There are a million other nuances to those visits, to our interactions, to her mannerisms and intonation and colloquialisms, but to try to build them into coherence here would be useless.  It would become the kind of garbled mess that you can find on any other crappy blog out there.  Better that I define Grandma by the words she shared with us at every dinner together.

“Boys, I don’t ever want to be one of those old people.  I’ve seen them.  I don’t want to be one of those old people that start to lose their minds and can’t remember things.  If you start to see me doing that, you take me out in the woods and shoot me in the back of the head.”

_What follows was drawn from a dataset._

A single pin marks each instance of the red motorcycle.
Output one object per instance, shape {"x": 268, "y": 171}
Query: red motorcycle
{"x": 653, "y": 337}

“Grandma, I’m not going to shoot you.”

“You do it!  I don’t want to live like that.  You just take me out back and shoot me.  Now eat some more scalloped potatoes.”

The bitter irony is that Grandma did suffer with some of the effects of Alzheimer’s in the last few years of her life.  She had to give up driving, moved into a retirement home, and started to repeat herself more than usual.  But she remained stubbourn, loving, and selfless to the end, so I like to think that she kicked that disease’s butt all the way to the grave.

Some other day, when I have had time to process the funeral, the grief, and the pain, I will write more on Grandma.  Someday.  Today I just feel glad that she never forced a gun into my hands.